Hello!
I'm making a 2D pixel art game, and I like the effect created by a low follow speed on the camera, where the player stops moving and the camera slowly comes to rest too. The problem is that the very last stretch of the stopping motion introduces a lot of jitter that is very apparent when you are using pixel art.
Correct me if I'm wrong, but it appears to me that the camera is programmed to move by increasingly smaller distances the closer it gets to the resting point (and those distances are determined by the follow speed). For instance, if the camera is 6 units away from its destination, it might move at 3 units/second; when it's 3 units away, it might move at 1.5 units/s; when it's 1.5 units away, it might move at 0.75 units/s; and so on. Most of this movement looks good! The problem happens when the camera is very close to its destination, but still moving by very, very small distances - the camera already looks still, but Unity doesn't quite know where to render each individual pixel because they are bigger than the movement itself.
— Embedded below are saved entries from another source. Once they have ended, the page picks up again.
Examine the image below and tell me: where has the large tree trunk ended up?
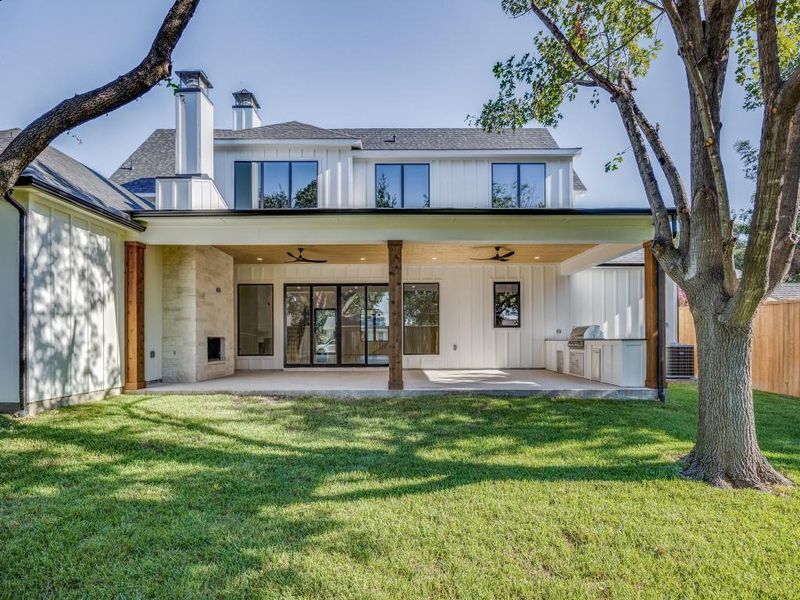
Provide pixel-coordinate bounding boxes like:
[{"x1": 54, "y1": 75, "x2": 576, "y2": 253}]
[{"x1": 682, "y1": 305, "x2": 793, "y2": 489}]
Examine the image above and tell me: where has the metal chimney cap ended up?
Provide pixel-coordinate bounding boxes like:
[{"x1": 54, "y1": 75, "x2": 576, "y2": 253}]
[
  {"x1": 175, "y1": 70, "x2": 213, "y2": 91},
  {"x1": 232, "y1": 89, "x2": 260, "y2": 109}
]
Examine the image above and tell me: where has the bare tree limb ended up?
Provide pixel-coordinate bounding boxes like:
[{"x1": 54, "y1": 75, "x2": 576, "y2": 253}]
[
  {"x1": 767, "y1": 105, "x2": 800, "y2": 290},
  {"x1": 0, "y1": 0, "x2": 200, "y2": 198},
  {"x1": 628, "y1": 98, "x2": 691, "y2": 258},
  {"x1": 664, "y1": 0, "x2": 736, "y2": 294},
  {"x1": 755, "y1": 0, "x2": 781, "y2": 98},
  {"x1": 726, "y1": 101, "x2": 799, "y2": 324},
  {"x1": 612, "y1": 88, "x2": 684, "y2": 282}
]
I was wondering if there wouldn't be an easy solution for this? For instance, by giving us a "snapping distance" value on the editor? The camera would slowly move to its destination (say, 0x 0y) like it always has, but once it arrived at a user-defined value (say, 0.1x 0.1y), it would snap to 0x 0y instantly instead of moving slowly between those two values.
Comments
The issue you're describing is common in operations that use Unity's Lerp function. For some operations, such as character movement, AC uses a built-in lerp process that aims to reduce this behaviour. I'll see if it can be similarly applied to 2D cameras.
Thanks for the "stepped" suggestion. I'll consider it.
To answer your question, my camera is Orthographic.